Pemerintah Amerika Serikat (AS) memutuskan untuk mengakhiri pembicaraan atau komunikasi bilateral dengan Rusia terkait perang di Suriah. Keputusan ini diambil karena Rusia dinilai tidak memegang komitmen untuk menghentikan kekerasan di Suriah.
AS menuding Rusia telah gagal memenuhi komitmen tentang kesepakatan gencatan senjata di Suriah, mengingat pemerintah Rusia terus meningkatkan serangan di Suriah.
“Amerika Serikat menangguhkan partisipasinya dalam saluran-saluran bilateral dengan Rusia yang awalnya didirikan untuk mempertahankan penghentian permusuhan,” ujar Juru Bicara Kementerian Luar Negeri AS, John Kirby, dalam sebuah pernyataan yang merujuk pada perjanjian gencatan senjata 9 September silam.
Pada tanggal 9 September lalu, Rusia dan AS mengumumkan kesepakatan penting tentang gencatan senjata nasional di Suriah. Kedua belah pihak berharap akan menciptakan kerjasama militer di antara mereka untuk mengakhiri perang saudara di Suriah.
Sejak pekan lalu, AS sendiri telah melontarkan ancaman untuk menghentikan perundingan jika Moskow tidak berhenti membom kota Aleppo, Suriah. AS juga telah menarik personel militernya, yang bertugas bersama Rusia untuk membasmi tentara ISIS dan Jabhat Fateh al-Sham (JFS atau lebih dikenal dengan nama al-Nusra).
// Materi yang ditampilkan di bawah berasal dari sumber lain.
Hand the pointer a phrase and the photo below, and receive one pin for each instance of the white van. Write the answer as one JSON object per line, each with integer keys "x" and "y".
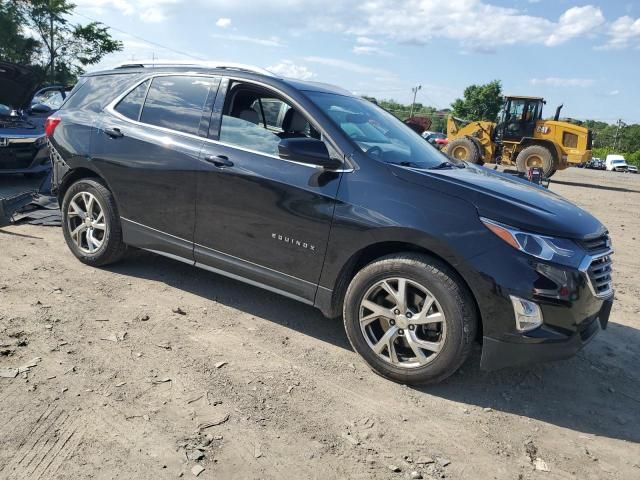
{"x": 616, "y": 163}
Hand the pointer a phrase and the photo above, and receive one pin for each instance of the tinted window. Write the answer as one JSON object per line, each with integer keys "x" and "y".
{"x": 243, "y": 123}
{"x": 95, "y": 93}
{"x": 273, "y": 110}
{"x": 376, "y": 132}
{"x": 52, "y": 98}
{"x": 243, "y": 133}
{"x": 176, "y": 102}
{"x": 131, "y": 105}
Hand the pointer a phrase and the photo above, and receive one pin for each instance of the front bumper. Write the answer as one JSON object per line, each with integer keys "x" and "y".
{"x": 572, "y": 311}
{"x": 543, "y": 346}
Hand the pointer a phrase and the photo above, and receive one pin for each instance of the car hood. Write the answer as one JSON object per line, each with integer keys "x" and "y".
{"x": 510, "y": 200}
{"x": 17, "y": 85}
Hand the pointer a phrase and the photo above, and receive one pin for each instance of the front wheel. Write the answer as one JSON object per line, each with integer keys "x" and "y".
{"x": 536, "y": 156}
{"x": 91, "y": 224}
{"x": 411, "y": 318}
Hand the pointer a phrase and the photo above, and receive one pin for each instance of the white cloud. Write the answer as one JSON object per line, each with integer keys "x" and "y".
{"x": 286, "y": 68}
{"x": 223, "y": 22}
{"x": 150, "y": 11}
{"x": 366, "y": 41}
{"x": 348, "y": 66}
{"x": 369, "y": 50}
{"x": 576, "y": 22}
{"x": 563, "y": 82}
{"x": 265, "y": 42}
{"x": 623, "y": 33}
{"x": 153, "y": 15}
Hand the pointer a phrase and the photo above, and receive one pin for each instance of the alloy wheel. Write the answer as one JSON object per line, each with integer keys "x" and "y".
{"x": 86, "y": 223}
{"x": 402, "y": 322}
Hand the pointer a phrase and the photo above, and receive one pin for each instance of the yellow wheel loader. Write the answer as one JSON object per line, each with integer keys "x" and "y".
{"x": 521, "y": 138}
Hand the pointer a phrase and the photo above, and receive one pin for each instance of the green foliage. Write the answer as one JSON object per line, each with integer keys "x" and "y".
{"x": 438, "y": 119}
{"x": 480, "y": 102}
{"x": 15, "y": 47}
{"x": 70, "y": 48}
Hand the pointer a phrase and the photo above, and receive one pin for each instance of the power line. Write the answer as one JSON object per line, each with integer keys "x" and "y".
{"x": 156, "y": 44}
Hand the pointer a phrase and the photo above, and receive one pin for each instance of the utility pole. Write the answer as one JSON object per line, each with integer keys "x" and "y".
{"x": 615, "y": 139}
{"x": 415, "y": 92}
{"x": 53, "y": 51}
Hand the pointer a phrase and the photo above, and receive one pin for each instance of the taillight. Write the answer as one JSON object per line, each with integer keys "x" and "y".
{"x": 50, "y": 125}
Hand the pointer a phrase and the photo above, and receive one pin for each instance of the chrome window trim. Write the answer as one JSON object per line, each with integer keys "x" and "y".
{"x": 584, "y": 269}
{"x": 110, "y": 108}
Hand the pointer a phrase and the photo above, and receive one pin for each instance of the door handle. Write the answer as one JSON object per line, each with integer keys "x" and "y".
{"x": 219, "y": 160}
{"x": 113, "y": 132}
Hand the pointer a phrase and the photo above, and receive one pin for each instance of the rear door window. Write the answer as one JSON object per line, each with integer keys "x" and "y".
{"x": 177, "y": 102}
{"x": 131, "y": 105}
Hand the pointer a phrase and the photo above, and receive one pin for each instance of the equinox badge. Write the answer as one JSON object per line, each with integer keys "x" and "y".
{"x": 293, "y": 242}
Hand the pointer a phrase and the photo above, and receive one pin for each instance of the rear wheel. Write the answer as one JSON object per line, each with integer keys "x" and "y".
{"x": 410, "y": 317}
{"x": 536, "y": 156}
{"x": 91, "y": 224}
{"x": 463, "y": 149}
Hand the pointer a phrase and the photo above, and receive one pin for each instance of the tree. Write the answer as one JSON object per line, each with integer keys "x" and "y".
{"x": 14, "y": 46}
{"x": 64, "y": 49}
{"x": 481, "y": 102}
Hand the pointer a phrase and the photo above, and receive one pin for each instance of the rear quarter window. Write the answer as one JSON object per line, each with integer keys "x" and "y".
{"x": 131, "y": 105}
{"x": 177, "y": 102}
{"x": 96, "y": 92}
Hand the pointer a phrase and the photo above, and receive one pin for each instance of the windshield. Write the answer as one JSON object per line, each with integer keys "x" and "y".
{"x": 378, "y": 133}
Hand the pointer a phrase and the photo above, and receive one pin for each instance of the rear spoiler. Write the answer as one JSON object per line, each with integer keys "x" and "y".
{"x": 8, "y": 206}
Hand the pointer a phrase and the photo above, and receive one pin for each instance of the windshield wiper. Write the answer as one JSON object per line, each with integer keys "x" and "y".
{"x": 404, "y": 163}
{"x": 447, "y": 164}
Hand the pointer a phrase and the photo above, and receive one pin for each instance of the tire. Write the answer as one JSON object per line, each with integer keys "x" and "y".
{"x": 538, "y": 156}
{"x": 479, "y": 149}
{"x": 92, "y": 245}
{"x": 453, "y": 331}
{"x": 463, "y": 149}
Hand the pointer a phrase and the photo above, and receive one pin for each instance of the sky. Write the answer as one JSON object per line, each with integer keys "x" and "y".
{"x": 585, "y": 55}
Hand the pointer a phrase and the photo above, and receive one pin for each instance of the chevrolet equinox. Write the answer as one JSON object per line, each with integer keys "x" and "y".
{"x": 306, "y": 190}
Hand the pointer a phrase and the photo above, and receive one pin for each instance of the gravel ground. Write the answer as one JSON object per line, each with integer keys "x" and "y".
{"x": 153, "y": 369}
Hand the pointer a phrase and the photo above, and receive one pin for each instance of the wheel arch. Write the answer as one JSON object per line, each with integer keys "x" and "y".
{"x": 73, "y": 176}
{"x": 331, "y": 303}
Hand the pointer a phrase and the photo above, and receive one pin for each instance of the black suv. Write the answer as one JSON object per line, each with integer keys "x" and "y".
{"x": 308, "y": 191}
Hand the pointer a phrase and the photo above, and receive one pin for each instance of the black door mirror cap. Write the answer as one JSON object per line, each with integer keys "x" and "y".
{"x": 310, "y": 151}
{"x": 41, "y": 108}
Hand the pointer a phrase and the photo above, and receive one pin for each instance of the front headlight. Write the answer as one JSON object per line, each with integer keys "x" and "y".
{"x": 560, "y": 250}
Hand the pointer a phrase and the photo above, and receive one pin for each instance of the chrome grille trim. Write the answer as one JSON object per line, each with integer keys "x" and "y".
{"x": 597, "y": 270}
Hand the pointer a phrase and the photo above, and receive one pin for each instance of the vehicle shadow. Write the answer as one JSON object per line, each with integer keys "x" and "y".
{"x": 233, "y": 293}
{"x": 598, "y": 392}
{"x": 595, "y": 185}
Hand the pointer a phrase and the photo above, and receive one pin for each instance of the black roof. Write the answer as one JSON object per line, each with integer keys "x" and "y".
{"x": 236, "y": 72}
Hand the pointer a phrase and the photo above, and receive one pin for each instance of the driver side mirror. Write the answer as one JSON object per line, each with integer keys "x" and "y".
{"x": 307, "y": 150}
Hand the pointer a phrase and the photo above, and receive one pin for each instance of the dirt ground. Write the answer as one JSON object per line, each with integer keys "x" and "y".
{"x": 150, "y": 368}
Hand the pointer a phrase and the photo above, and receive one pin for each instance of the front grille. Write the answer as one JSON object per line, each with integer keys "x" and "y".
{"x": 596, "y": 245}
{"x": 599, "y": 273}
Menurut seorang pejabat senior AS, Menteri Luar Negeri AS, John Kerry terakhir berbicara dengan Menteri Luar Negeri Rusia, Sergei Lavrov, pada Selasa (4/10/2016).
Tidak berselang lama sebelum pertemuan tersebut, tepatnya Sabtu lalu (1/10/2016), rumah sakit terbesar di Suriah yang menangani pasien trauma, M10 dihantam bom barel. Serangan udara yang dilancarkan Rusia dan Suriah di bagian timur Kota Aleppo ini menyebabkan dua pasien rumah sakit tewas dan belasan lainnya luka-luka. Akibat serangan itu rumah sakit tersebut terpaksa tutup sementara.
Belum berhenti sampai di situ, pasca-insiden tersebut, berbagai pihak mulai mengecam Rusia. Mereka menyebut bahwa serangan yang menghancurkan rumah sakit adalah tindakan yang tidak manusiawi dan kejam. Pemerintah Inggris bahkan menyebut Rusia telah melakukan kejahatan perang.
“Serangan udara ini, sebagian besar difokuskan pada Aleppo, dan telah memanfaatkan berbagai amunisi mematikan, termasuk bom barel, bom thermobaric, amunisi pembakar, bom cluster dan bom busters bunker,” ujar pejabat intelijen yang enggan diungkap identitasnya, seperti dikutip Reuters.
Sementara itu, menanggapi keputusan pemerintah AS dan reaksi dunia, di Moskow, juru bicara Kementerian Luar Negeri Rusia, Maria Zakharova, mengecam keputusan AS yang memutuskan saluran bilateral kedua negara. Ia justru menuding bahwa AS tengah mencoba menimpakan kesalahan kegagalan gencatan senjata Suriah kepada Rusia.
“Washington telah gagal untuk menjalankan komitmen kunci di bawah perjanjian yaitu memfasilitasi bantuan kemanusiaan untuk penduduk kota Aleppo dan untuk memberikan tekanan kepada kelompok bersenjata,” juru bicara Kementerian Luar Negeri Rusia, Maria Zakharova, seperti dikutip dari Xinhua, Selasa (4/10/2016).
Maria Zakharova memaparkan bahwa AS tidak bisa melaksanakan perjanjian tentang penyelesaian masalah Suriah yang dicapai dengan Rusia, serta tidak mampu meredakan krisis kemanusiaan di Aleppo. AS gagal memisahkan kelompok oposisi Suriah dari kaum teroris. Oleh sebab itu, kini, AS justru menimpakan tanggung jawab serangkaian kegagalan itu pada Rusia.